There comes a moment — and you feel it in the tightening of your chest, in the way your breath hesitates like a bird afraid to leap — when holding on becomes heavier than the weight of the thing itself.
You’ve been carrying it for years: a name, a wound, a photograph you never took but can see every time you close your eyes.
It has grown into you, a second skin sewn in with threads of memory and fear.
But here is the truth they never taught you:
Holding on is not loyalty.
It is not love.
It is the refusal to die the small deaths that make space for rebirth.
Letting go is not polite. It is not the gentle handshake with the past.
It is the tearing of roots from the soil of your ribs.
It is the sound of bone snapping when the old self finally surrenders.
It is destruction — precise, merciless — the kind life demands before it offers you its rarer gifts.
Close your eyes.
Imagine your memories as constellations: sharp, cold, luminous. One by one, they collapse into black holes, pulling your breath into their gravity.
Piece by piece, your mind is dismantled until you are a blank sky.
And then — impossibly — something stirs.
A single spark in the void.
The first heartbeat of a self you have never met.
You taste the air; it tastes like rain on warm stone.
Colours feel edible.
Your skin becomes an antenna, catching signals from a future that has been waiting for you to make space.
Letting go is not forgetting — it is tasting the sweetness of what once was, and then opening yourself wide enough for the wind to pass through.
It is the realisation that you never held them, or it, at all — only a fragment of yourself that no longer fits.
And when you release it, you do not lose.
You become vast.
There comes a point — not in time, but in the marrow — when the orbit breaks, and you are flung beyond the event horizon of your own past.
The relics you carried — the metallic name, the whispering wound, the unbearable image — crumble like ancient statues abandoned to the sea.
Holding on was embalming your soul. You were a museum, when you were meant to be a storm.

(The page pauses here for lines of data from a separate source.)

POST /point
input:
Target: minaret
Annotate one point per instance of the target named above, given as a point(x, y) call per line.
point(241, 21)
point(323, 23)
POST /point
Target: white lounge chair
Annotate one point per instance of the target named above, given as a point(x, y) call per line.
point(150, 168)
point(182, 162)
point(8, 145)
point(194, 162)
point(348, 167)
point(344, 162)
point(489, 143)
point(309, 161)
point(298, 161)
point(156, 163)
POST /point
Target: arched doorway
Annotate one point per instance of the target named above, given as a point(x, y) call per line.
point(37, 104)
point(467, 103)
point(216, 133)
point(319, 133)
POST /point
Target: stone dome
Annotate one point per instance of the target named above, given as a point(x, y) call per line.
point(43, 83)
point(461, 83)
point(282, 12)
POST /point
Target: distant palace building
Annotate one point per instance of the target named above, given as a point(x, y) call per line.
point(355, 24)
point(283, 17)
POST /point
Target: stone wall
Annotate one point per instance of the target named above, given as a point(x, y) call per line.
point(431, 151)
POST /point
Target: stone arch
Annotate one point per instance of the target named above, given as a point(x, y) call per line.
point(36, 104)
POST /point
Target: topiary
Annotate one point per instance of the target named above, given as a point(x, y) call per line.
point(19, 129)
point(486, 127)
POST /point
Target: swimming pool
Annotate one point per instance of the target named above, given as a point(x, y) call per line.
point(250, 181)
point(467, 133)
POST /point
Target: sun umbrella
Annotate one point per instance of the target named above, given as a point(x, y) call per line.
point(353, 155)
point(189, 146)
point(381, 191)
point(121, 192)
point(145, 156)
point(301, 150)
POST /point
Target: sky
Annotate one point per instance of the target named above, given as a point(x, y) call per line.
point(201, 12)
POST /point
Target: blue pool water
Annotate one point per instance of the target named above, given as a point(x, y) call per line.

The release is violent grace.
Tectonic plates shift beneath your ribs.
Constellations tear apart above you.
In the vacuum where you expected a grave, a star is born.
Taste the stone struck by lightning. Drink the colour of the horizon. Swallow the wind until it howls in your bones.
This is not forgetting — this is the salt of memory dissolving on your tongue, and the wild joy of breathing through the space it leaves behind.
What burns away leaves no emptiness, only a horizon so wide it swallows your old name without echo.
Some feel the seduction of this in their marrow — the lust to die into something infinite.
Some feel their ribcage expand until it contains the very sky.
And you — whoever you are — will stand in the ruins of yourself, tasting the invisible, knowing you have been remade without consent.
The past is not a sanctuary.
It is a weight disguised as a shrine.
We were not born to kneel before its relics. We were born to burn them.
The false nobility of holding on.
The myth that love is proven by clutching the dead.
The lie that letting go is optional.
Letting go is not a choice.
It is a law.
It comes for you as gravity comes for a falling stone, as the tide comes for the shore.
You will be torn free. You will be flung into the mouth of the unknown.
The violent grace of becoming.
The snapping of roots under the ribs.
The collapse of the old self into dust too fine to name.
We will taste the rain on molten rock.
We will drink the colour of the horizon.
We will swallow the wind until it lives in us.
We will not beg for what is gone.
We will not embalm our souls in yesterday.
We will strip ourselves until only the raw, pulsing truth remains:
We are bigger than what we have lost.
Let the constellations of memory collapse into black holes.
Let the names and faces dissolve like salt in the ocean.
Let the ashes of our old selves drift into the mouths of stars.
We will step forward naked, unrecognisable, infinite.
We will breathe the air of the first morning ever made.
We will not look back, for there is nothing there that can contain us.